Libby Seale – a recent transplant from New York’s Lower East Side – enjoys the glamor and the bustle of her work as a seamstress at Crowther’s Portland Variety. That is, until the murder of her friend Vera Carabella, a magician’s assistant, reveals a darker side to her new home town. When the local police decline to pursue the case, Libby steps in to find the culprit herself, and finds herself drawn into a web of intrigue that involves a series of missing showgirls and a sinister network of tunnels running just below the city’s placid streets.
In the course of her investigation, Libby forms a partnership (and maybe something more) with dashing newspaperman, Peter Eberle, and together they uncover some unsettling secrets about the prosperous and rapidly-expanding metropolis. But will secrets from her own past spell doom for their burgeoning romance?
This is a newly-edited and lightly-revised version of the previously-published, “Murder at the Portland Variety”.
“Nineteenth-century Portland has an undercurrent of danger, with girls having disappeared from dark tunnels and the “otherness” of its Chinatown neighborhood. [The Zellniks] deftly evoke both the menace and the veneer of respectability its prominent citizens desire, introducing those on the fringes and those in the spotlight. The mystery is well-crafted and propelled by the very human characters.” – Ellen Keith, Historical Novel Society
"A solid mystery teeming with period detail. It will satisfy mystery and history fans." – Salem Statesman Journal
The setting is offbeat and interesting, a Portland OR vaudeville theater where she's a seamstress. I like the protagonist. She's plucky but not unrealistic as so many period mystery characters can be, and has an unexpected back story. She gets involved in a mystery when a dancer at the theater is found murdered in one of the tunnels under the city, and teams up with a young reporter. Her back story complicates the plot in realistic ways. A solid and entertaining story, too.

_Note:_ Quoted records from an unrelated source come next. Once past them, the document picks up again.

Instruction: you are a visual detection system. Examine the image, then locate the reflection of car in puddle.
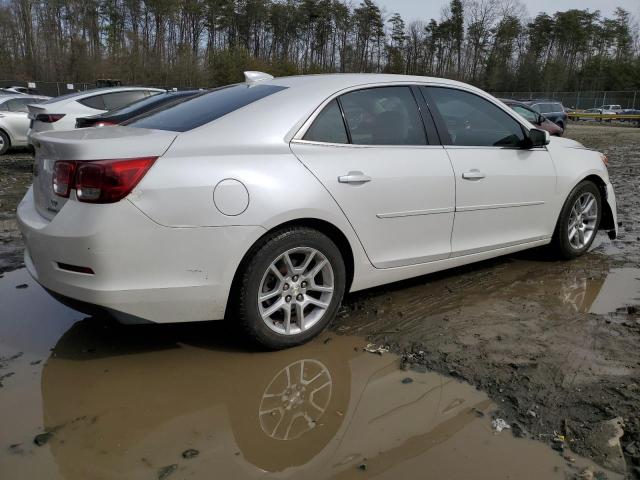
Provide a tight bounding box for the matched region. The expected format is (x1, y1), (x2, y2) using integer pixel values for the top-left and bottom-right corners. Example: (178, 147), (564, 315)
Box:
(259, 359), (332, 440)
(42, 319), (488, 479)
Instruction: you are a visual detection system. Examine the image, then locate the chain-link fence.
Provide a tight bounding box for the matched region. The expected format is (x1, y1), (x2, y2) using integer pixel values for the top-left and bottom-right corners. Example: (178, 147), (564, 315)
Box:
(492, 90), (640, 109)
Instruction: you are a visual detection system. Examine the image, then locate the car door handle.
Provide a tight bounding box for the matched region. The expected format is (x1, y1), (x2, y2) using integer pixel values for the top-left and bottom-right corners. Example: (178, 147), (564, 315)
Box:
(338, 172), (371, 183)
(462, 169), (486, 180)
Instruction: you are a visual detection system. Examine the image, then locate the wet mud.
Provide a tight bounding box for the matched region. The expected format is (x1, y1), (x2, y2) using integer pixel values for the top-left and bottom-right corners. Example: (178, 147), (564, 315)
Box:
(0, 125), (640, 479)
(0, 269), (622, 480)
(332, 126), (640, 478)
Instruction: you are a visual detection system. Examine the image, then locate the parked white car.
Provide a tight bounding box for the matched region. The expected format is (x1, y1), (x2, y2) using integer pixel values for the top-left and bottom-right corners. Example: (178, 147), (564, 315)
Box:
(0, 87), (29, 95)
(0, 94), (49, 155)
(18, 72), (617, 348)
(600, 105), (622, 114)
(29, 87), (165, 134)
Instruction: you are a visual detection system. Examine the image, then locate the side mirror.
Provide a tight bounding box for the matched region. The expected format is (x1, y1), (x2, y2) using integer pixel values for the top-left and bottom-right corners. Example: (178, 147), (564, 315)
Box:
(527, 128), (551, 148)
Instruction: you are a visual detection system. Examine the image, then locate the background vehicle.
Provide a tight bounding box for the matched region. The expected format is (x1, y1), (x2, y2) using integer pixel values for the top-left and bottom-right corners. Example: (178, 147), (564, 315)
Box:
(17, 72), (617, 348)
(523, 100), (567, 131)
(29, 87), (165, 134)
(2, 87), (31, 95)
(618, 108), (640, 127)
(0, 94), (49, 155)
(500, 98), (564, 137)
(600, 105), (622, 113)
(76, 90), (206, 128)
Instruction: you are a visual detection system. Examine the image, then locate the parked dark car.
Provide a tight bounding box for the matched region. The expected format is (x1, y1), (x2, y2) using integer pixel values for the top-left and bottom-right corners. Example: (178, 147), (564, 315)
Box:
(523, 100), (567, 131)
(500, 99), (564, 137)
(76, 90), (206, 128)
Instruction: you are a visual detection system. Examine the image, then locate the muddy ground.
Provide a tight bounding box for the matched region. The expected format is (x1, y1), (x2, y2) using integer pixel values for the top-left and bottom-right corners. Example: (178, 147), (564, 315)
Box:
(0, 125), (640, 478)
(333, 125), (640, 478)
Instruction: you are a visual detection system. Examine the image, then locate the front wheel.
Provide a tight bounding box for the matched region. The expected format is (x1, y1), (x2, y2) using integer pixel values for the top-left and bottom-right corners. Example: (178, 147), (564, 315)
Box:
(0, 130), (11, 155)
(552, 181), (602, 259)
(231, 227), (346, 349)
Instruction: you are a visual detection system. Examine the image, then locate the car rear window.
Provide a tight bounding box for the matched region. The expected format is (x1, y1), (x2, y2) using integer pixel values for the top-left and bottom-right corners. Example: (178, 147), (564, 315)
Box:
(122, 84), (287, 132)
(78, 95), (106, 110)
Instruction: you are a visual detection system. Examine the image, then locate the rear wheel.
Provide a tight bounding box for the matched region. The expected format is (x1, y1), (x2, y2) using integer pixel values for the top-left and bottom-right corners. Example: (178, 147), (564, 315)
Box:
(232, 227), (346, 349)
(0, 130), (11, 155)
(552, 181), (602, 259)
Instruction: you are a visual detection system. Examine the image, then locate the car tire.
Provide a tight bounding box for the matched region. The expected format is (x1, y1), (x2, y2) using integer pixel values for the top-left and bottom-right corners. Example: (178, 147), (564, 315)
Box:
(230, 227), (346, 350)
(0, 130), (11, 155)
(551, 180), (602, 260)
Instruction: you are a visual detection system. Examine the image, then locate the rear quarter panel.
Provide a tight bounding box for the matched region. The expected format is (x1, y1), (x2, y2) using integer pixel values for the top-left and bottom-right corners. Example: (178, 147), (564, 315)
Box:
(128, 144), (373, 284)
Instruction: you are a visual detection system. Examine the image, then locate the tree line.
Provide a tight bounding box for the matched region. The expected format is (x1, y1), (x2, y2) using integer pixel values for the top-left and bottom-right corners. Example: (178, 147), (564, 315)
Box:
(0, 0), (640, 91)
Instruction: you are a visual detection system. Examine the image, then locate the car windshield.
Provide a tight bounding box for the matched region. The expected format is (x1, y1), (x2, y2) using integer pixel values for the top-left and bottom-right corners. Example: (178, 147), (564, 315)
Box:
(122, 83), (287, 132)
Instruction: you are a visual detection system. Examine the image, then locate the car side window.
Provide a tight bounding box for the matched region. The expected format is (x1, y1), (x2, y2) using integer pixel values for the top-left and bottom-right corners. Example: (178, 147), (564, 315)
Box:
(304, 100), (349, 143)
(340, 86), (427, 145)
(103, 90), (146, 110)
(7, 98), (34, 113)
(423, 87), (525, 147)
(511, 105), (538, 123)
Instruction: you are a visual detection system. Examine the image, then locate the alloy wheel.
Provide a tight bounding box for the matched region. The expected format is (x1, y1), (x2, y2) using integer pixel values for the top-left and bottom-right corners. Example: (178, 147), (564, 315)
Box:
(258, 247), (334, 335)
(567, 192), (598, 250)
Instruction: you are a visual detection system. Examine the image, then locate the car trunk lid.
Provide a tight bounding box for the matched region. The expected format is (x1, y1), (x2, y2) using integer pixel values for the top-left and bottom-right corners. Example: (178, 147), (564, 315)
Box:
(31, 127), (178, 220)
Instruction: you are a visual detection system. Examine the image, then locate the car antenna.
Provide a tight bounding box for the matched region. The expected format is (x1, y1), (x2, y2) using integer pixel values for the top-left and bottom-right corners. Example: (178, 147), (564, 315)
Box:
(244, 72), (273, 86)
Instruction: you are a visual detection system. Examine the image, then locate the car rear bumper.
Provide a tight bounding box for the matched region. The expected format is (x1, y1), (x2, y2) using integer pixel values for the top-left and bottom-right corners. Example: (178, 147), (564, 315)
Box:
(17, 189), (264, 323)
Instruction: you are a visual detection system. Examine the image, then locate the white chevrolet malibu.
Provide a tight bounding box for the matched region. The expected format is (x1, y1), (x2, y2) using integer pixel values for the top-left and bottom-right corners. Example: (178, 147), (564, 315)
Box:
(18, 72), (617, 348)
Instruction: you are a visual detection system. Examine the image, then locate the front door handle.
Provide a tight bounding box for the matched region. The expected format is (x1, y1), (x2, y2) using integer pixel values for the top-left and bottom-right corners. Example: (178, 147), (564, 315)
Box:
(338, 172), (371, 183)
(462, 168), (486, 180)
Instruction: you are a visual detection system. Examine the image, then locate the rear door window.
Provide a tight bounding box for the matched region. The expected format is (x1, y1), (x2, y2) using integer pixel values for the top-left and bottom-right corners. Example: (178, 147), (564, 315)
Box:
(7, 98), (31, 113)
(122, 84), (287, 132)
(340, 87), (427, 145)
(102, 90), (148, 110)
(422, 87), (524, 147)
(304, 100), (349, 143)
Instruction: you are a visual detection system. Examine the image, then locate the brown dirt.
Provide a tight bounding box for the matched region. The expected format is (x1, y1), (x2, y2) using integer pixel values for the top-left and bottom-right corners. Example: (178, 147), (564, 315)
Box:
(332, 125), (640, 478)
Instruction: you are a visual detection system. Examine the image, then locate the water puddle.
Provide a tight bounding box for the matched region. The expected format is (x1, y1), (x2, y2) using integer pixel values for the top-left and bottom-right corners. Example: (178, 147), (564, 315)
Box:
(0, 270), (617, 480)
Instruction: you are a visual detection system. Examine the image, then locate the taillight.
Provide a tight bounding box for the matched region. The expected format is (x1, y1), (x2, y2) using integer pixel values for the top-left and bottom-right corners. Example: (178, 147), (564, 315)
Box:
(53, 161), (76, 198)
(36, 113), (65, 123)
(53, 157), (158, 203)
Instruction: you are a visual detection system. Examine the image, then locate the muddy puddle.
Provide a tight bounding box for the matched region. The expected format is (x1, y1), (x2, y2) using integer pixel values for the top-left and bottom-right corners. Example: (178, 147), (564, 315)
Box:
(0, 270), (618, 480)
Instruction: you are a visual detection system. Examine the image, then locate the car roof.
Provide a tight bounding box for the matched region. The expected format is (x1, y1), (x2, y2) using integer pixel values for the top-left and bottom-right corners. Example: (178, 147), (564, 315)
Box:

Amidst a rogues gallery of murder suspects it was a joy to follow Libby Seale and her handsome, adventurous reporter-fella Peter through the 1890 alleys of Portland Oregon. The first in a series of mystery novels - "The Vaudeville Murders" is a well-crafted whodunit that explores shifting societal norms from one century into the next as it literally takes us (with quite a few unexpected twists) into the underbelly of the Victorian West Coast. Please, please give us more!